中文

Dataset Card for NMSQA(Natural Multi-speaker Spoken Question Answering)

Download audio data: https://huggingface.co/datasets/voidful/NMSQA/resolve/main/nmsqa_audio.tar.gz Unzip audio data: tar -xf nmsqa_audio.tar.gz

Dataset Summary

The Natural Multi-speaker Spoken Question Answering (NMSQA) dataset is designed for the task of textless spoken question answering. It is based on the SQuAD dataset and contains spoken questions and passages. The dataset includes the original text, transcriptions, and audio files of the spoken content. This dataset is created to evaluate the performance of models on textless spoken question answering tasks.

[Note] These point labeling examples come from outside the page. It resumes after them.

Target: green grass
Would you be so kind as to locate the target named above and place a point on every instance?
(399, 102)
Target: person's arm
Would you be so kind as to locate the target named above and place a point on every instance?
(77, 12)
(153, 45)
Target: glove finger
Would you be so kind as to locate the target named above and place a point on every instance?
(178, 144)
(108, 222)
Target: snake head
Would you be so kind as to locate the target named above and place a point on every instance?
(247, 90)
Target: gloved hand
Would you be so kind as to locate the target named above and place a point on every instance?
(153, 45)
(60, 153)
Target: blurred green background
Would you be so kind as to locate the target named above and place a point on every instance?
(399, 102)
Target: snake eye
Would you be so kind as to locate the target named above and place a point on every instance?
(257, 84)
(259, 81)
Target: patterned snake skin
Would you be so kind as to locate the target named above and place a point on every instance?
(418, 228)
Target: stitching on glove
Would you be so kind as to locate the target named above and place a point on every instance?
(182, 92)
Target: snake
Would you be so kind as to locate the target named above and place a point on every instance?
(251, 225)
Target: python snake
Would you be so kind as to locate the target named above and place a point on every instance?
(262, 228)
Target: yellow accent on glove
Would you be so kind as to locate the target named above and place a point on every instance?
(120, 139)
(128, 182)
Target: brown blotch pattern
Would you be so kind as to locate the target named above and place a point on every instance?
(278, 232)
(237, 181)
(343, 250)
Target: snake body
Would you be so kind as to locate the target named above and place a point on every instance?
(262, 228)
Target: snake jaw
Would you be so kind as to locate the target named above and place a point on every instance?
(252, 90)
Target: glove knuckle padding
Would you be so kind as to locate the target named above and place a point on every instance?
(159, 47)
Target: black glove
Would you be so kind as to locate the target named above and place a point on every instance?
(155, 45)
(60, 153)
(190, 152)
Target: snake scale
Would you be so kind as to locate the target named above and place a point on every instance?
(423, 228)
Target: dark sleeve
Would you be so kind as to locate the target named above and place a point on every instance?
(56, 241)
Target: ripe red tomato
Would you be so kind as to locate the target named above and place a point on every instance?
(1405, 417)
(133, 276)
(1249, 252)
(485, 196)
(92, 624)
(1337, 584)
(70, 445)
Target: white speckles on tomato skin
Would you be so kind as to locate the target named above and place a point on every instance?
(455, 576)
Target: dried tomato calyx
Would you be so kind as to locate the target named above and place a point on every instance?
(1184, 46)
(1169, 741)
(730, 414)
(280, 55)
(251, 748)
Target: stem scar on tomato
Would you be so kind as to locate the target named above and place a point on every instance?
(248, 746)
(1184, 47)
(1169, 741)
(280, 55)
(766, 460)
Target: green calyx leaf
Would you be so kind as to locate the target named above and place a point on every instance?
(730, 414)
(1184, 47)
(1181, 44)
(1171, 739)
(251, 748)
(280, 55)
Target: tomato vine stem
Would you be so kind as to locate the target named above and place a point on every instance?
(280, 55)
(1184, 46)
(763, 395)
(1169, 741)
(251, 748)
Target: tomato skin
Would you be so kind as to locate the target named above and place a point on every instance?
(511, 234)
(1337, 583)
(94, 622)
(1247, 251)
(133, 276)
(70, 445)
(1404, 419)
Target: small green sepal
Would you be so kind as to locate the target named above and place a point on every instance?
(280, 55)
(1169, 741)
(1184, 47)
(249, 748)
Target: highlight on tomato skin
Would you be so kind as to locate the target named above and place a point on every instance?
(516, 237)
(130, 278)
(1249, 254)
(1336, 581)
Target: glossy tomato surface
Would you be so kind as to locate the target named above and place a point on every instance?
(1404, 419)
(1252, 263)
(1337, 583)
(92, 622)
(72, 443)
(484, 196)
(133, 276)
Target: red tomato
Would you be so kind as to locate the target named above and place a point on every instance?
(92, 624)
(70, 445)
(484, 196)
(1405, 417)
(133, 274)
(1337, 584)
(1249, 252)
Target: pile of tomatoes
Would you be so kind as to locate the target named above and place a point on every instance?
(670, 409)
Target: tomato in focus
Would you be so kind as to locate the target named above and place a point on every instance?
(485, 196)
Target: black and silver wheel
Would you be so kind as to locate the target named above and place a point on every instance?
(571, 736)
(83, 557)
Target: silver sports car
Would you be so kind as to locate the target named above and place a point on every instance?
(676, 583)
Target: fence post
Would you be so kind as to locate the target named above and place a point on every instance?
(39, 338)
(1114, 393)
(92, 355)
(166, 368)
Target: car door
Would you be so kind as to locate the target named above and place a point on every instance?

Supported Tasks and Leaderboards

The primary task supported by this dataset is textless spoken question answering, where the goal is to answer questions based on spoken passages without relying on textual information. The dataset can also be used for automatic speech recognition tasks.

Languages

The dataset is in English.

Dataset Structure

Data Instances

Each instance in the dataset contains the following fields:

  • id: Unique identifier for the instance
  • title: The title of the passage
  • context: The passage text
  • question: The question text
    • answer_start: The start index of the answer in the text
  • audio_full_answer_end: The end position of the audio answer in seconds
  • audio_full_answer_start: The start position of the audio answer in seconds
  • audio_full_neg_answer_end: The end position of the audio answer in seconds for an incorrect answer with the same words
  • audio_full_neg_answer_start: The start position of the audio answer in seconds for an incorrect answer with the same words
  • audio_segment_answer_end: The end position of the audio answer in seconds for the segment
  • audio_segment_answer_start: The start position of the audio answer in seconds for the segment
  • text: The answer text
  • content_segment_audio_path: The audio path for the content segment
  • content_full_audio_path: The complete audio path for the content
  • content_audio_sampling_rate: The audio sampling rate
  • content_audio_speaker: The audio speaker
  • content_segment_text: The segment text of the content
  • content_segment_normalized_text: The normalized text for generating audio
  • question_audio_path: The audio path for the question
  • question_audio_sampling_rate: The audio sampling rate
  • question_audio_speaker: The audio speaker
  • question_normalized_text: The normalized text for generating audio

Data Fields

The dataset includes the following data fields:

  • id
  • title
  • context
  • question
  • answers
  • content_segment_audio_path
  • content_full_audio_path
  • content_audio_sampling_rate
  • content_audio_speaker
  • content_segment_text
  • content_segment_normalized_text
  • question_audio_path
  • question_audio_sampling_rate
  • question_audio_speaker
  • question_normalized_text

Data Splits

The dataset is split into train, dev, and test sets.

Dataset Creation

Curation Rationale

The NMSQA dataset is created to address the challenge of textless spoken question answering, where the model must answer questions based on spoken passages without relying on textual information.

Source Data

The NMSQA dataset is based on the SQuAD dataset, with spoken questions and passages created from the original text data.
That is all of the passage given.